Jason: *barely audible snickers, clearly muffled*
Dick: see- i know you said about the ‘Damian didn’t know it, so clearly Jason wrote it and it’s a lie thing’, but i dunno if Jay would laugh this hard if it was a made up story,
Tim: are you kidding me? Jason thinks Damian’s the funniest motherfucker on the planet, he’ll laugh at anything Damian says, it’s honestly annoying. plus, if you think this is true then you’re saying you believe that the only reason Damian does not and will not EVER eat meat, is just because he said he wouldn’t get sad when a clay bird broke, and then got sad anyway.
Dick: …he has a point. like i know how good an actor Day is, there’s no way you couldn’t have just pretended not to be sad.
Damian: well- *snort* well hold on now, because i never said that’s what happened.
Damian: …i should probably specify that this wasn’t Jason’s fault. he didn’t know that it would happen, so he didn’t like- he didn’t set it up.
Dick: wait, what happened?
Damian: i had the rifle, and i aimed it up so one of Jason’s men could throw the clay bird and i could shoot it, right? except what we didn’t realise, was that one of the other locals bred and raised doves as a hobby,
Damian: and one of them happened to get free,
Jason: *muffled choking noise*
Damian: so little seven year old me expected to shoot a piece of rock with no further consequences, hit a bullseye, and was suddenly engulfed in an explosion of blood, bird organs, and feathers. and the dove died in front of me.
Dick, in awe: oh my god???
Jason: *starts wheezing louder*
Damian, also holding back laughter: and so- and so- Jason fuck off, *laugh* and so i started crying, throwing up, just losing it—Jason had to take like forty-five minutes to calm me down and wipe the blood off my face, he had to pay for the dove,
Dick, incredulous: he had to pay for the dove-!
Damian: he took me back to the compound while i was clinging to his neck, and i just refused to be let down all day. Mother was furious with him, and i remember all of Jason’s subordinates taking turns trying to cheer me up while i was like, clinging to Jason’s chest.
Damian: yeah, and then after all that i sat down to dinner, still a little shaken, and we had boiled chicken. and i still remember reaching out my like, trembling hand to grab my fork—and Jason just slides the plate away, looks me dead in the eyes, and he goes ‘not for you, we had a deal.’ and-
Dick and Jason: *instantly lose it*
Damian, barely audible over them: -AND EVER SINCE THEN, I HAVE BEEN HONOUR BOUND.
Dick: THAT’S SO- *cough* THAT’S SO MEAN,
Jason: *noiseless wheezing*
Tim, flat: and again, it’s a nice story. creative, sure, but it is a lie.

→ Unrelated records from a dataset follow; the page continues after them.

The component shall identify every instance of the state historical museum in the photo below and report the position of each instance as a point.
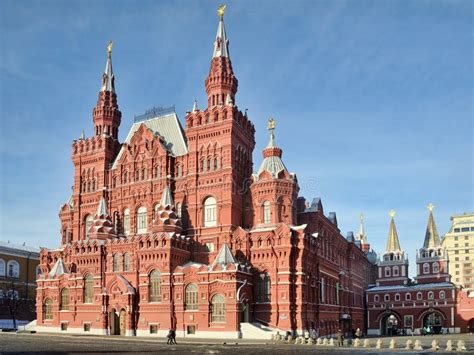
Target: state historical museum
(173, 229)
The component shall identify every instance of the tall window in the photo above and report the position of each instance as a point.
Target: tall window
(89, 289)
(126, 261)
(191, 297)
(87, 225)
(155, 286)
(126, 221)
(2, 267)
(179, 209)
(266, 212)
(218, 309)
(13, 269)
(116, 262)
(210, 212)
(426, 268)
(263, 288)
(48, 308)
(64, 299)
(141, 220)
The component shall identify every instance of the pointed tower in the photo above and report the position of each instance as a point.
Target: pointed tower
(274, 190)
(220, 140)
(221, 81)
(106, 113)
(393, 267)
(432, 258)
(92, 157)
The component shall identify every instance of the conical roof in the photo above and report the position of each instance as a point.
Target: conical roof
(431, 237)
(393, 244)
(108, 76)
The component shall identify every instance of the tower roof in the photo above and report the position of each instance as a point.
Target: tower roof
(108, 76)
(431, 237)
(166, 198)
(221, 44)
(393, 244)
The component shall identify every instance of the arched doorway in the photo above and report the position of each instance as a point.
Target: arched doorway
(114, 322)
(123, 318)
(433, 320)
(389, 325)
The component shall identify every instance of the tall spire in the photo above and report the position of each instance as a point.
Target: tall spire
(431, 237)
(108, 79)
(393, 244)
(361, 235)
(221, 44)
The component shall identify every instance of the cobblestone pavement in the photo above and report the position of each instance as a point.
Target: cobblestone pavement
(83, 344)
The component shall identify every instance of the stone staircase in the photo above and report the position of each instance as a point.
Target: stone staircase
(257, 331)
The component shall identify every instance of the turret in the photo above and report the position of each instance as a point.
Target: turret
(393, 268)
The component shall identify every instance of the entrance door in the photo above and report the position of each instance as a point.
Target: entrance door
(114, 323)
(434, 321)
(122, 321)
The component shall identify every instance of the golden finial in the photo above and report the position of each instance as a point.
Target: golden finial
(109, 48)
(221, 10)
(271, 124)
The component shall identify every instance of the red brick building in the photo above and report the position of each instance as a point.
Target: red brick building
(172, 229)
(396, 303)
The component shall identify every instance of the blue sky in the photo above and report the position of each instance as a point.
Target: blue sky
(373, 99)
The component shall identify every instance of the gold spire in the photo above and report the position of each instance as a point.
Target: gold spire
(220, 11)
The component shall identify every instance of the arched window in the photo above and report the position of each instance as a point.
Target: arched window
(141, 220)
(126, 221)
(178, 209)
(64, 299)
(88, 289)
(191, 297)
(126, 261)
(426, 268)
(155, 286)
(116, 262)
(266, 212)
(218, 309)
(210, 212)
(87, 225)
(13, 269)
(48, 309)
(263, 289)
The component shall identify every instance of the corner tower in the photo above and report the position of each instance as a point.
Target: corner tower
(393, 268)
(432, 259)
(220, 143)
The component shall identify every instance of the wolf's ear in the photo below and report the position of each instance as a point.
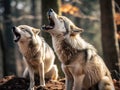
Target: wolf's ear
(36, 31)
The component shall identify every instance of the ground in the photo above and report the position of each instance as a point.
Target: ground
(18, 83)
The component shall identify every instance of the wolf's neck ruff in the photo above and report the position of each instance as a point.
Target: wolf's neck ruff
(66, 48)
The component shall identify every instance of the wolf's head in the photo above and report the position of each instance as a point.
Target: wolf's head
(60, 25)
(24, 33)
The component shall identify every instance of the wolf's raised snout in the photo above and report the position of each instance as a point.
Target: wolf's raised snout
(16, 34)
(50, 10)
(82, 66)
(13, 28)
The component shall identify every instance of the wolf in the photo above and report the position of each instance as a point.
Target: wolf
(38, 55)
(84, 69)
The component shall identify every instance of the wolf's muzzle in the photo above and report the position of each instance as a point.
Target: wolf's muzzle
(16, 34)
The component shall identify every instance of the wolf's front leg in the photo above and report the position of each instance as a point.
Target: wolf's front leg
(106, 84)
(41, 74)
(25, 73)
(32, 82)
(69, 78)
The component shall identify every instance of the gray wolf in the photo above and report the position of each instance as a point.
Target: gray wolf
(38, 55)
(84, 69)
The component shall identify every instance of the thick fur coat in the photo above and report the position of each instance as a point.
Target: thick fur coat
(83, 67)
(38, 55)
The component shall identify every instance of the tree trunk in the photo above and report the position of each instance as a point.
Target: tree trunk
(109, 40)
(9, 62)
(46, 5)
(33, 12)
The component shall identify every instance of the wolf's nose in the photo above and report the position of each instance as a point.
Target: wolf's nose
(13, 28)
(50, 10)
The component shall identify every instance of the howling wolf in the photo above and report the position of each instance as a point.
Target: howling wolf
(83, 67)
(39, 57)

*hands slapping against concrete*
Jason: *high-pitched laughter-*
Dick: well- *cough* wait, hold on, Tim, Tim, because- *wheeze*
Dick: it’s just- listen, i hate to be the bearer of bad news, but… do you remember like, a while ago, where we were talking about Damian not having friends growing up? and Jason was telling us about his closest subordinates? *pause* ……didn’t he mention that Damian shot a dove?
Jason: *breathless gasps for air*
Dick: ‘cause that wasn’t part of the game, so there’s no reason for him to have lied. if this is- if this is that incident…. then what are the chances of it being true?
Damian: *snort* uh, i’m gonna need a yay or a nay from you both now.
Dick, amused: Tim, do you smell toast?
Tim, very quietly: don’t wanna play the stupid game anymore.
Tim, abruptly, very loud: NO.
Damian: that’s what i said when i shot the dove.